Question

An electromagnetic wave of wavelength ‘λ’ is incident on a photosensitive surface of negligible work function. If ‘m’ mass is of photoelectron emitted from the surface that has de-Broglie wavelength λ_d, then

• A. \(\lambda=(\frac{2h}{mc})\lambda d^2\)
• B. \(\lambda=(\frac{2m}{hc})\lambda d^2\)
• C. \(\lambda_d=(\frac{2mc}{h})\lambda^2\)
• D. \(\lambda=(\frac{2mc}{h})\lambda d^2\)

Answer 1

The Correct Option is D

To solve this problem, we need to understand the relationship between the wavelengths of the incident electromagnetic wave and the de-Broglie wavelength of the emitted photoelectron. The problem involves Photoelectric Effect and de-Broglie Hypothesis.

Conceptual Understanding:

• The Photoelectric Effect explains that when light of sufficient frequency (or energy) strikes a material, it emits electrons. The energy of the incident photon should be sufficient to overcome the work function of the material.
• The de-Broglie Hypothesis states that every moving particle or object has an associated wave. For a particle like an electron, the de-Broglie wavelength \( \lambda_d \) is given by: \(\lambda_d = \frac{h}{p}\), where \( p \) is the momentum of the particle.
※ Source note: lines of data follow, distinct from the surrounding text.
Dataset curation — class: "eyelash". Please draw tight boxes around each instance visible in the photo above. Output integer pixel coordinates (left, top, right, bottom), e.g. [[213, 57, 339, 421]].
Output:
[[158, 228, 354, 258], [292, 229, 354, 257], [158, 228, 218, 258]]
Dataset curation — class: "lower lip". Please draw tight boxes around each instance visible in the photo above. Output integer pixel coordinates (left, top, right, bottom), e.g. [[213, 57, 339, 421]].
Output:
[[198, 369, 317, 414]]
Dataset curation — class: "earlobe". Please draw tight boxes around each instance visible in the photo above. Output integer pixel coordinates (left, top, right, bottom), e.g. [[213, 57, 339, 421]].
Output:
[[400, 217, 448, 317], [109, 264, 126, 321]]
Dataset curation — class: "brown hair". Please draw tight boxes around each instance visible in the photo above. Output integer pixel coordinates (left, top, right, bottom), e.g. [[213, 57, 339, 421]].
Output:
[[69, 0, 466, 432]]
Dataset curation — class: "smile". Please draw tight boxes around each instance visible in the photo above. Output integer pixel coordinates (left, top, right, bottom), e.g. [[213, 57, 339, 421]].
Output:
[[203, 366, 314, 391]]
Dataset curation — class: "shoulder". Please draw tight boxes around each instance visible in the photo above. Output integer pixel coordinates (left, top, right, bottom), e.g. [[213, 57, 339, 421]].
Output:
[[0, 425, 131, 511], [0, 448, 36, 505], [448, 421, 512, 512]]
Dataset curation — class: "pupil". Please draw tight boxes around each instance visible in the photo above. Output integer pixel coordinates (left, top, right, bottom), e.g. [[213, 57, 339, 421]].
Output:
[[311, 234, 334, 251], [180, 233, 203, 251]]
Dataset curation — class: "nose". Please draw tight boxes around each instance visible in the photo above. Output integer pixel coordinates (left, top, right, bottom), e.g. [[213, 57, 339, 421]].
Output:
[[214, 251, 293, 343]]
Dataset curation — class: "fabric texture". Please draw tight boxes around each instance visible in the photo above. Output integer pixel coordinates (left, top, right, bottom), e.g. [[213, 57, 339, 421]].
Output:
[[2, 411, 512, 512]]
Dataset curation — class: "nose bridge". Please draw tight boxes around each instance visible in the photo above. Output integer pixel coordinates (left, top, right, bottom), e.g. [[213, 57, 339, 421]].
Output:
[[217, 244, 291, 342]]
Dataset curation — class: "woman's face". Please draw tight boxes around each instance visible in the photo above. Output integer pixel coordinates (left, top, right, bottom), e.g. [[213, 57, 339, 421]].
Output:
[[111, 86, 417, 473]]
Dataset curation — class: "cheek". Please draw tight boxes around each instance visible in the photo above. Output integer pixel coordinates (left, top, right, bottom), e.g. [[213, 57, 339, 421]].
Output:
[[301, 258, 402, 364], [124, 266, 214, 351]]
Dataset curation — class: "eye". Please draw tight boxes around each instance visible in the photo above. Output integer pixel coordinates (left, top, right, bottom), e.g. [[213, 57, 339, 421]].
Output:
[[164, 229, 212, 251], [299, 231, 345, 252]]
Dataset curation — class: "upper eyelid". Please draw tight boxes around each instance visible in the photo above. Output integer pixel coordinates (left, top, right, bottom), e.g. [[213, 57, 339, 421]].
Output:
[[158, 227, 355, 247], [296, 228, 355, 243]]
Solution Steps and Equations:

1. The energy of the incident photon with wavelength \( \lambda \) is given by: \(E = \frac{hc}{\lambda}\), where \( h \) is Planck's constant and \( c \) is the speed of light.
2. As the work function is negligible, all the energy of the photon goes into the kinetic energy of the emitted electron. Thus, the kinetic energy \( K \) is: \(K = \frac{hc}{\lambda}\).
3. The kinetic energy is also related to the de-Broglie wavelength by the relation: \(K = \frac{p^2}{2m}\), where \( p \) is the momentum and \( m \) is the mass of the electron.
4. From the de-Broglie relation \(\lambda_d = \frac{h}{p}\), we can express the momentum as: \(p = \frac{h}{\lambda_d}\).
5. Substitute for \( p \) in the kinetic energy relation: \(K = \frac{\left(\frac{h}{\lambda_d}\right)^2}{2m} = \frac{h^2}{2m\lambda_d^2}\).
6. Equating the two expressions for kinetic energy: \(\frac{hc}{\lambda} = \frac{h^2}{2m\lambda_d^2}\).
7. Solving for \( \lambda \): \(\lambda = \frac{2mc}{h} \lambda_d^2\).

Thus, the correct relation consistent with the de-Broglie hypothesis and the photoelectric effect is: \(\lambda=(\frac{2mc}{h})\lambda d^2\).

Conclusion: This equation correctly relates the wavelength of the incident electromagnetic wave, the de-Broglie wavelength, and other constants. Thus, the correct answer is option: \(\lambda=(\frac{2mc}{h})\lambda d^2\).